Jan 19

Dr. Mitchell AAS

Dr. Robert Mitchell gave a presentation on the American Astronomy Convention and his participation.

 

Brian Didier and Shivani Ganesh were two undergrad students who worked with me over the last few years on my research.

A spectrum is blueshifted if the object is moving toward you. In this case, it’s the photosphere (“surface”) of the supernova that’s rapidly moving toward us because of the explosion (on the order of 10,000 miles per second). The amount of blueshift in the spectral lines tells us just how fast.

Assuming the photosphere is expanding at constant velocity during the supernova’s entire life (which is reasonable, since at these speeds, gravity would hardly slow it down at all), then the velocity times how long it’s been since the explosion gives us the radius of the photosphere

The overall spectrum has a shape that depends on the temperature of the supernova’s “surface”.

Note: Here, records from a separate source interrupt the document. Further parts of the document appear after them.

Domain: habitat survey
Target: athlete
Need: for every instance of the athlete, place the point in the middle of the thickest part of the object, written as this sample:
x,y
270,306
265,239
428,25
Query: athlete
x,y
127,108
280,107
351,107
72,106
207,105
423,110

A theoretically perfect radiator of “heat radiation” (which only depends on the temperature of the object) is called a blackbody. For a blackbody, the absolute brightness depends only on the radius and the temperature. Comparing the absolute brightness to the apparent brightness gives us the distance to the supernova, and therefore to the galaxy that the supernova blew up in.

A true supernova is not a perfect blackbody. A “flux dilution factor” is a correction factor for this that we have to calculate.

The video was a spur-of-the-moment project, recorded over a few different days of the conference. Some parts used the XSplit broadcaster on my laptop, other parts were video clips taken by my own camera. Background noise and focus on some clips was a problem, especially on one interview clip.

The video includes a few interviews with poster presenters and exhibitors: Chris Stockdale, Jackie Milingo, and I were in grad school together at the University of Oklahoma.